Question

The odds in favor of standing first of three students appearing in an examination are $1:2$, $2:5$ and $1:7$ respectively. The probability that either of them will stand first, is
A.$\dfrac{{125}}{{168}}$
B.$\dfrac{{75}}{{168}}$
C.$\dfrac{{32}}{{168}}$
D.$\dfrac{4}{{168}}$

Answer 1

Here, we are required to find the probability of the event that either of the given three students stand first in the examination. To find the probability of the event happening, we will take the first element of the ratio as the numerator and we will take the sum of both the elements of the ratio as the denominator to showcase it as the total probability. And since, these events are mutually exclusive, we will add all the three probabilities to find the required one.

Complete step-by-step answer:
In the given question, we are provided by ‘odds in favor’ of various events.
By ‘odds in favor’, we mean that it is a ratio of the probability that the specific event will happen to the probability that it will not happen.
Now, let the three students be P, Q and R respectively and the events of them standing first in the examination be A,B and C respectively.
Now, for student P,
Odds in favour $= 1:2$
Hence, the probability of student P to stand first in the examination will be:
$P\left( A \right) = \dfrac{1}{{1 + 2}} = \dfrac{1}{3}$
Similarly, for student Q,
Odds in favour $= 2:5$
Hence, the probability of student Q to stand first in the examination will be:
$P\left( B \right) = \dfrac{2}{{2 + 5}} = \dfrac{2}{7}$
Also, for student R,
Odds in favour $= 1:7$
Hence, the probability of student R to stand first in the examination will be:
$P\left( C \right) = \dfrac{1}{{1 + 7}} = \dfrac{1}{8}$
Now the required probability that either of them will stand first, will be the sum of all three probabilities. This is because all the three events are mutually exclusive.
Therefore,
$P\left( A \right) + P\left( B \right) + P\left( C \right) = \dfrac{1}{3} + \dfrac{2}{7} + \dfrac{1}{8}$
The LCM of 3, 7 and 8 is 168. So, taking LCM on RHS, we get
$\Rightarrow P\left( A \right) + P\left( B \right) + P\left( C \right) = \dfrac{{56 + 48 + 21}}{{168}}$
Adding the terms in the numerator, we get
$\Rightarrow P\left( A \right) + P\left( B \right) + P\left( C \right) = \dfrac{{125}}{{168}}$
Hence, when the odds in favor of standing first of three students appearing in an examination are $1:2$, $2:5$ and $1:7$ respectively. The probability that either of them will stand first, is $\dfrac{{125}}{{168}}$.
Therefore, option A is the correct answer.

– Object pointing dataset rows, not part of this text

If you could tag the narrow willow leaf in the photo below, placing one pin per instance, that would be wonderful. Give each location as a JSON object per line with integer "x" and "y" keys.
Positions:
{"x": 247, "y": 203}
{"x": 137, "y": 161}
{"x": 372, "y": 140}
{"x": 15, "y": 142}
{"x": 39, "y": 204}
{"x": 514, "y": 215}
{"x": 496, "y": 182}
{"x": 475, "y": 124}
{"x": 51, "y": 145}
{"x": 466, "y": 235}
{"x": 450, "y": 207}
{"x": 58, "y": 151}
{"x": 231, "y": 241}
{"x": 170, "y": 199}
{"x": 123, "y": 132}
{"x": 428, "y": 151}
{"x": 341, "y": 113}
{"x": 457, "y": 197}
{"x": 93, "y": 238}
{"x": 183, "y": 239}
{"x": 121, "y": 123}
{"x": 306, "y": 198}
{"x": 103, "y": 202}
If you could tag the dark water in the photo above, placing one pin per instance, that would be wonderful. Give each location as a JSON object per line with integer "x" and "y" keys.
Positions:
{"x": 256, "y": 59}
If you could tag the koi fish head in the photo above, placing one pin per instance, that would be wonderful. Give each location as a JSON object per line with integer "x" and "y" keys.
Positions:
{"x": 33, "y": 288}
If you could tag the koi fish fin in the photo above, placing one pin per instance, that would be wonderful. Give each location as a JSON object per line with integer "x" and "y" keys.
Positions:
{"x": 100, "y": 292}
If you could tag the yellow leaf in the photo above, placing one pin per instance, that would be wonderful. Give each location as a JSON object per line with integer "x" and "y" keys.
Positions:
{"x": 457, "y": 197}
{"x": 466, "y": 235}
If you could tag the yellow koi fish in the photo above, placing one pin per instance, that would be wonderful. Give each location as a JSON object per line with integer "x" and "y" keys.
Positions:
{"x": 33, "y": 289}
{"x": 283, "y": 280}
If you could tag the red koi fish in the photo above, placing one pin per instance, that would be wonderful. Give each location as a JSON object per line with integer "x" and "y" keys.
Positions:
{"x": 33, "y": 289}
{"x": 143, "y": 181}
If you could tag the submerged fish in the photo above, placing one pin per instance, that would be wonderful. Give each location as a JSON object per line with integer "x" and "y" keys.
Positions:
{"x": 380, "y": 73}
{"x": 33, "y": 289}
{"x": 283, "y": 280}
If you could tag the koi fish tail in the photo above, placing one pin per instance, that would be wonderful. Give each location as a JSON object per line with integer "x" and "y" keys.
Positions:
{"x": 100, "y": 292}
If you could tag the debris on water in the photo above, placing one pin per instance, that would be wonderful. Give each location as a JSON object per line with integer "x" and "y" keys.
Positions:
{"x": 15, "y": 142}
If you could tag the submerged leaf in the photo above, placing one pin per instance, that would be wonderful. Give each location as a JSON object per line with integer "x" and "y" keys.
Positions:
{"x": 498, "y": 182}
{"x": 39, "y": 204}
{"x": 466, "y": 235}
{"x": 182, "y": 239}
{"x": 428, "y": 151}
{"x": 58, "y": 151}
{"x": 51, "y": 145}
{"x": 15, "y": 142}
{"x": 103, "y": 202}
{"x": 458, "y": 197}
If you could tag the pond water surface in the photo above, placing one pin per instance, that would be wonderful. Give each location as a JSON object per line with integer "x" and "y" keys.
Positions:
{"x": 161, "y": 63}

Note: Probability is the certainty of the occurrence of an event. A probability of an event can neither be less than 0 nor greater than 1. That means the probability of an event lies between 0 to 1. The probability of a sure event is always 1. Also, by mutually exclusive events, we mean those events which cannot occur at the same time i.e. all the three students cannot stand first in the examination at the same time.